Friday, August 24, 2012

Google Drive does not work if your network is slow


I solely use Google Docs, erm Drive, for working with documents these days. While it's named "Drive" now, I'll refer it as the old incarnation "Docs" as it's the document editor that I'm about to rant here.

Google Docs as an editor, is simple to use, and is very accessible - there is no need to install any specific software for it, all you need to do is to open it up through the web browser. But the best thing I like about it, is that I can edit the document without a care and not have to worry about saving the document somewhere so that I can resume editing elsewhere later. Everything is available as long as I have access to the Internet.

Now, that's all fine and dandy, except if you have a "slow" connection. And when I say "slow", I don't mean the archaic 56kbps speeds back in the heyday where people still dial-up a modem connected to a copper phone line. Slow in Google's context, apparently meant anything at mobile broadband speeds (@1mbps).

Google Docs had been working fine, prior to the fairly recently change they've introduced the "we'll save as you type" feature. The old Google Docs wasn't that bandwidth hungry since saving the document was in coarser time blocks instead of the consistent synching that they are doing now.

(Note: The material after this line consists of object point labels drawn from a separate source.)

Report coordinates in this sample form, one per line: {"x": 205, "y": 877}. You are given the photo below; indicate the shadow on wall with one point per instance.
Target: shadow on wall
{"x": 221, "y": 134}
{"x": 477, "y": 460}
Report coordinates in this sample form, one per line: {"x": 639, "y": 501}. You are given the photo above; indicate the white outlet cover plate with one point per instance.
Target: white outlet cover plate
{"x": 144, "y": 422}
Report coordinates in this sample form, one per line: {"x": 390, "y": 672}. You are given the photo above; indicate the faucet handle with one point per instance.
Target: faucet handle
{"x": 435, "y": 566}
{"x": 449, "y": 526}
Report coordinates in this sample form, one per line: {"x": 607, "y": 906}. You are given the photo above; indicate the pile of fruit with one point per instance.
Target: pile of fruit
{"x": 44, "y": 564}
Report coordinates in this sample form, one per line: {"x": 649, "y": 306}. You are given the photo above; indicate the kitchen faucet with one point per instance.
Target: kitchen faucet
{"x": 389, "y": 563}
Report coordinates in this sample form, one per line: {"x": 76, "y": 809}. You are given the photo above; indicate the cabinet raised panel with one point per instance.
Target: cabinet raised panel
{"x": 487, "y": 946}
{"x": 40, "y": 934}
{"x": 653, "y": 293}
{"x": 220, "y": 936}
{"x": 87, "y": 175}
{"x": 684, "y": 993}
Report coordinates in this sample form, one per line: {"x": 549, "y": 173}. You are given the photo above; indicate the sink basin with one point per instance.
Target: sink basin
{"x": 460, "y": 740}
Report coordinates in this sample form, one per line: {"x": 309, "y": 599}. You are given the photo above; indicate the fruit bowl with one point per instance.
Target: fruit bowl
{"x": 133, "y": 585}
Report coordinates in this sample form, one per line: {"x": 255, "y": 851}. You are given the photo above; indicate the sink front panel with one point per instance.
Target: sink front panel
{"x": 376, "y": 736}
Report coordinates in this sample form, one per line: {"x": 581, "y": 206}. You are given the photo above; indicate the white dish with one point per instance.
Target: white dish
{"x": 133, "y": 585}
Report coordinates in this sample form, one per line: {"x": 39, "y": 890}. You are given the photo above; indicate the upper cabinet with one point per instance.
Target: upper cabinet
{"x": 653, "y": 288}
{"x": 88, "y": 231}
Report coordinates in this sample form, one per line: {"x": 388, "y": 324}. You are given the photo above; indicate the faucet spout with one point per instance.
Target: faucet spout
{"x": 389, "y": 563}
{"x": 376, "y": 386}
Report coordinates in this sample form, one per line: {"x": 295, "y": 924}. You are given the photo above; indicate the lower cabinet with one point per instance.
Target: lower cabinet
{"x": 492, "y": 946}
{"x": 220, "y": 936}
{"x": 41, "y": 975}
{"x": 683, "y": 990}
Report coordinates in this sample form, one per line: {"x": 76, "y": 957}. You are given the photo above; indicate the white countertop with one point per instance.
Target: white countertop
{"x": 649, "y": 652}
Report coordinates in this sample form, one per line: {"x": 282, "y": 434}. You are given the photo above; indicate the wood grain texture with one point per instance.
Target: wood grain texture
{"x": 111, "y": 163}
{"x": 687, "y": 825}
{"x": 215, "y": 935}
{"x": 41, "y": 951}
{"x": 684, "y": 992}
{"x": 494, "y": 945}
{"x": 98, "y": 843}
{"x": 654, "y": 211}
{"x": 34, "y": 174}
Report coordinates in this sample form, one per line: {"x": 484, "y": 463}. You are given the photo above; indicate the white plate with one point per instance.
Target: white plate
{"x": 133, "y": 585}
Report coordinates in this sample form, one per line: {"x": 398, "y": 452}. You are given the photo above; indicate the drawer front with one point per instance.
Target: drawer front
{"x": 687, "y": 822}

With the recent changes, Google Docs appear to either suck up more bandwidth, or have lower latency requirements that my humble mobile broadband dongle does not appear to satisfy anymore. For whatever I type in, after 2 minutes working into the document, Google Docs will just hang at "Saving..." and then produce this screen:



This error is consistently reproducible, and it's not even a complex document we're talking about here - it's essentially a text file editable by vim that I copy and paste into sometimes. I don't get how Google gets this so wrong - we're talking about a document editor for a simple file, for god's sake, what kind of network requirements do you need in order to make it work?!